SIMIOS Y HUMANOS: PRIMOS HERMANOS

Francisco Lerdo y Josefa Corta eran investigadores en comisión de servicios en el Muy Real Instituto de Investigaciones Científicas y Antropológicas Lógicas e incluso Ilógicas. Eternamente becados, elaboraban voluminosos informes que nadie leía (se sospechaba que ni ellos mismos) acerca de los más variopintos temas, incluidos los que nada tenían que ver con su especialidad que, por otra parte, nadie sabía cual era. Su trabajo más divulgado (lo leyeron hasta ellos) fue “Gorilas, orangutanes, chimpancés, macacos, hombres, mujeres y otros simios” título, éste también, de su celebrada tesis doctoral (celebrada por ellos cuando al fin, después de 12 años de trabajo, según ellos, la terminaron) que llevaba el subtítulo de “Simios y Humanos: primos hermanos... o cómo reconocer a un simio simplemente con mirarte a un espejo”. Su tesis fue calificada, como todas, con Sobresaliente cum laude, lo que demuestra que el tribunal no se molestó en leerla, que es lo que suelen hacer los tribunales de los distintos departamentos de cualquier universidad cuando tienen que enfrentarse a tochos de 978 páginas, como era el caso.

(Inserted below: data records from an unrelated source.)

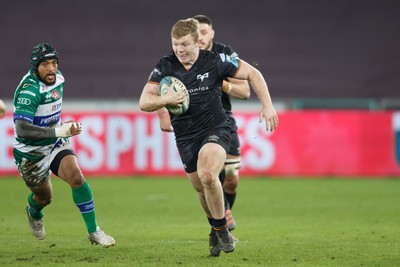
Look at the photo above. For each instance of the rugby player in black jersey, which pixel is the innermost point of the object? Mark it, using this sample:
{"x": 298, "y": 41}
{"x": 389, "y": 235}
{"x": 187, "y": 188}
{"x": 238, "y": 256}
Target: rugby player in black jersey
{"x": 202, "y": 133}
{"x": 236, "y": 88}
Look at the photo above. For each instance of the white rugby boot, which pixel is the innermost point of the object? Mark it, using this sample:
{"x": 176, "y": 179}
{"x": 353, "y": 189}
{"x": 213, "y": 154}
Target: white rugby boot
{"x": 101, "y": 238}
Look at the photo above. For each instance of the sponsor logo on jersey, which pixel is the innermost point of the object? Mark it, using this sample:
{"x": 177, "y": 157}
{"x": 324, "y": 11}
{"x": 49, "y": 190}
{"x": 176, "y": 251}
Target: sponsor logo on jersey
{"x": 202, "y": 77}
{"x": 48, "y": 97}
{"x": 27, "y": 92}
{"x": 23, "y": 101}
{"x": 50, "y": 120}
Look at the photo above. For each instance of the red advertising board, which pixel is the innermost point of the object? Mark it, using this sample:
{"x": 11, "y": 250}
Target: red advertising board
{"x": 307, "y": 143}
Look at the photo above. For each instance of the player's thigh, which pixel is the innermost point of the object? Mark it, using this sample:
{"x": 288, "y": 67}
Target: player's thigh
{"x": 195, "y": 181}
{"x": 211, "y": 158}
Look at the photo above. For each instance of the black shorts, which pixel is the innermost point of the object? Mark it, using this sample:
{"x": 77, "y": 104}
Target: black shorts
{"x": 234, "y": 149}
{"x": 189, "y": 149}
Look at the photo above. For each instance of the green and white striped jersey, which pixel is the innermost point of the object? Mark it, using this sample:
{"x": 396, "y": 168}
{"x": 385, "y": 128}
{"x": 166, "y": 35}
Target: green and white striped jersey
{"x": 38, "y": 104}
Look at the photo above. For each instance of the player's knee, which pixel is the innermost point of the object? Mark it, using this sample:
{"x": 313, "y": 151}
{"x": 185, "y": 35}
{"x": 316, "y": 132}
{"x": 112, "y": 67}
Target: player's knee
{"x": 232, "y": 167}
{"x": 44, "y": 201}
{"x": 75, "y": 178}
{"x": 231, "y": 186}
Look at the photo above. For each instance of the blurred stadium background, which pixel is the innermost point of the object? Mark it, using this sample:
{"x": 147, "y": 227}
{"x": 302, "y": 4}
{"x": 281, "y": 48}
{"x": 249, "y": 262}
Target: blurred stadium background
{"x": 332, "y": 68}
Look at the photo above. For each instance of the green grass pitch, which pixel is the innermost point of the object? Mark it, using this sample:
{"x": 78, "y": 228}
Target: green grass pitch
{"x": 159, "y": 222}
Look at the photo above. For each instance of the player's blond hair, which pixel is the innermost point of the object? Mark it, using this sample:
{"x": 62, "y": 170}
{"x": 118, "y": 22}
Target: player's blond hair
{"x": 184, "y": 27}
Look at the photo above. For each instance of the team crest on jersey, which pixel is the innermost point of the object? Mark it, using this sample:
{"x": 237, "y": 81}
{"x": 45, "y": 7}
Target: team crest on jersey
{"x": 155, "y": 71}
{"x": 233, "y": 60}
{"x": 55, "y": 94}
{"x": 202, "y": 77}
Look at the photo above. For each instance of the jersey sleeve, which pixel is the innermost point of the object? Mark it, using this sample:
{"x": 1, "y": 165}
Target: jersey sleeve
{"x": 228, "y": 65}
{"x": 162, "y": 69}
{"x": 26, "y": 102}
{"x": 230, "y": 52}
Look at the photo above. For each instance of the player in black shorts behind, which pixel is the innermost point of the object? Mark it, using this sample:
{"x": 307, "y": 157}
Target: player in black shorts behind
{"x": 239, "y": 89}
{"x": 202, "y": 133}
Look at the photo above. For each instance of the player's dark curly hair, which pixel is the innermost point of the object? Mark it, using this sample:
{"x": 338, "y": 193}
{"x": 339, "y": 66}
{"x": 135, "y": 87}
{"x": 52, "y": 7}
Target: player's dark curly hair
{"x": 203, "y": 19}
{"x": 184, "y": 27}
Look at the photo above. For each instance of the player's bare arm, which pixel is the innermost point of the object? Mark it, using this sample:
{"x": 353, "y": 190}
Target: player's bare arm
{"x": 27, "y": 130}
{"x": 259, "y": 85}
{"x": 151, "y": 101}
{"x": 165, "y": 120}
{"x": 236, "y": 88}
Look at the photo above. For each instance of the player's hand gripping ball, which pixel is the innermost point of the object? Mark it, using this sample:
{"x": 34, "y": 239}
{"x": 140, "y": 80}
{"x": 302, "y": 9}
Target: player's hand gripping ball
{"x": 163, "y": 88}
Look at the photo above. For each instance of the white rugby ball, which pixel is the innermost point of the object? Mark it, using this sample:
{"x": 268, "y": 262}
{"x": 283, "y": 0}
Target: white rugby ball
{"x": 163, "y": 88}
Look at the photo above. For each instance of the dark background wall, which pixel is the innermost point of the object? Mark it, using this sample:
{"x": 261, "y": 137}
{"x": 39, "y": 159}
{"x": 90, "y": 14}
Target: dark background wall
{"x": 327, "y": 48}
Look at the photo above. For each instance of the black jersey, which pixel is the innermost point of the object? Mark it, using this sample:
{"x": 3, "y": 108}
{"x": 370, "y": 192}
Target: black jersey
{"x": 222, "y": 48}
{"x": 203, "y": 81}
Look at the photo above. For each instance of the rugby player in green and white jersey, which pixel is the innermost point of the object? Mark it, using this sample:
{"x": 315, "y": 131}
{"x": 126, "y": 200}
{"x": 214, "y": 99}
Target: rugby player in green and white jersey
{"x": 41, "y": 144}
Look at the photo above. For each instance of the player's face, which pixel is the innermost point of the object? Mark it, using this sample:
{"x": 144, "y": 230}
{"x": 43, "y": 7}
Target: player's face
{"x": 206, "y": 36}
{"x": 47, "y": 71}
{"x": 185, "y": 49}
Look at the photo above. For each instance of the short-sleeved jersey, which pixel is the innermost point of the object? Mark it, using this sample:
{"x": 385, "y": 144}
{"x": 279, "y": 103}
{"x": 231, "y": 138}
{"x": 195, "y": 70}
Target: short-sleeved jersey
{"x": 40, "y": 105}
{"x": 222, "y": 48}
{"x": 203, "y": 81}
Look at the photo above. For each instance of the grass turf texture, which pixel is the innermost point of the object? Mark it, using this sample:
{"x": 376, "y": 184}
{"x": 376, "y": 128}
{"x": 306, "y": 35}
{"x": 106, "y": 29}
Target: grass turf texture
{"x": 159, "y": 222}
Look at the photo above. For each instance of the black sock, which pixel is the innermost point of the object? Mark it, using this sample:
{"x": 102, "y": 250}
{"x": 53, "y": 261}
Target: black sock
{"x": 219, "y": 224}
{"x": 230, "y": 198}
{"x": 221, "y": 177}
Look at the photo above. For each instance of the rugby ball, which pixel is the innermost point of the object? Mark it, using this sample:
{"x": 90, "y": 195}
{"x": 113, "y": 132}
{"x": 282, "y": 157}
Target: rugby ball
{"x": 163, "y": 88}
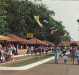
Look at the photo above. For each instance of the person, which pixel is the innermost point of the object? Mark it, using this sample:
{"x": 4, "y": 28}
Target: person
{"x": 13, "y": 51}
{"x": 28, "y": 49}
{"x": 77, "y": 53}
{"x": 35, "y": 50}
{"x": 42, "y": 50}
{"x": 64, "y": 50}
{"x": 1, "y": 53}
{"x": 65, "y": 58}
{"x": 46, "y": 49}
{"x": 57, "y": 50}
{"x": 31, "y": 50}
{"x": 73, "y": 54}
{"x": 9, "y": 48}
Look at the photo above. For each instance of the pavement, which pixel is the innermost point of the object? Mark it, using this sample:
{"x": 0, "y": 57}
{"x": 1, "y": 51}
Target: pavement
{"x": 48, "y": 68}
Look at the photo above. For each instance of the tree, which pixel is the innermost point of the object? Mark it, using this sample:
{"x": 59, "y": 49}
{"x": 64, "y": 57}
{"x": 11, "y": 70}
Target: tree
{"x": 2, "y": 18}
{"x": 20, "y": 20}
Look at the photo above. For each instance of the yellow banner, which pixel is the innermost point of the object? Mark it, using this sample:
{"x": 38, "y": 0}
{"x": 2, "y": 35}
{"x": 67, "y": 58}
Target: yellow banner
{"x": 29, "y": 35}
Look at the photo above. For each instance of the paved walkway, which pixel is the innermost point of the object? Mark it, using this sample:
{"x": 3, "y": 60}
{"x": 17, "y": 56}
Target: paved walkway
{"x": 49, "y": 68}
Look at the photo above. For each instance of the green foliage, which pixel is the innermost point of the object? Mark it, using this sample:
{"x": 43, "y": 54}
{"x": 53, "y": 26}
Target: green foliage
{"x": 20, "y": 20}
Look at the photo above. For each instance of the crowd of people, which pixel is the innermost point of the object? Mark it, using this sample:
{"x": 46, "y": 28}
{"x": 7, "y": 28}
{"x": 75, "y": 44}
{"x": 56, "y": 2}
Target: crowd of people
{"x": 74, "y": 53}
{"x": 40, "y": 50}
{"x": 7, "y": 53}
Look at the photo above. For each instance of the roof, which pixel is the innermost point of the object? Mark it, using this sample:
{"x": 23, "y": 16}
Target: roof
{"x": 2, "y": 38}
{"x": 35, "y": 41}
{"x": 64, "y": 43}
{"x": 76, "y": 43}
{"x": 14, "y": 38}
{"x": 49, "y": 43}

Aquel comienzo de curso, Francisco y Josefa, como buenos investigadores, investigaban el calendario escolar para contar las fiestas y puentes que disfrutarían. En ese momento, entró en su despacho su Jefe de Departamento –en comisión de servicios y becado eterno como ellos- para informarles, con una sonrisa entre malévola e inquietante, que habían sido becados –una vez más- para que investigaran lo que pudieran aunque pudieran poco, acerca de la vida, costumbres, comportamientos lúdicos, actividad sexual, inteligencia si la tuvieren y modos de vida de los grandes simios de Borneo... pero esta vez en directo. Aterrados ante la orden de salir de su despacho, por vez primera, para una investigación de campo, lo primero que hicieron, una vez superado el susto, fue buscar en un atlas dónde estaba ese lugar que imaginaban, y con razón, ignoto y lejano llamado Borneo, comprobando horrorizados que estaba lejísimos... de su despacho. Y se prepararon, a regañadientes, para el viaje. Ya en Borneo, su primer problema les llegó en forma de problema, aunque fuera muy sencillo. El conductor del todoterreno que fue a buscarlos, después de darles los buenos días, un salacof y pastillas de quinina para la malaria, les espetó: -A ver, ustedes que son investigadores, investíguenme esto: A mi padre le dio por cambiar con sus vecinos conejos por gallinas. Por cada 2 conejos pedía 3 gallinas. Cada gallina ponía huevos en número igual a la tercera parte del número total de gallinas. Mi padre, al vender los huevos, pedía por cada 9 huevos tantos borneuros como huevos ponía cada gallina, y ganó 72 borneuros. Y ahora pregunto, señores investigadores: ¿Cuántas gallinas y cuántos conejos tenía mi padre? -¿Qué son borneuros? –preguntó Francisco Lerdo, dando pruebas de su agudeza mental. -La moneda nacional, caballero –contestó el conductor. -Que curioso –añadió Josefina Corta, para disimular que no tenía ni idea de cómo resolver el sencillo problema- No sabía que en Borneo se vendieran los huevos de 9 en 9. -¿Cómo se venden en España? –preguntó el conductor. -Por docenas –contestó Josefina. -Y aquí también. -Pero la docena tiene 12 huevos. -¿Con lo que han subido de precio? Aquí, el Ministro de Economía, para evitar la inflación, en lugar de subir los precios, ha bajado la docena a nueve huevos... y en lugar de Docena la llamamos Novena, como la de Beethoven, ya saben.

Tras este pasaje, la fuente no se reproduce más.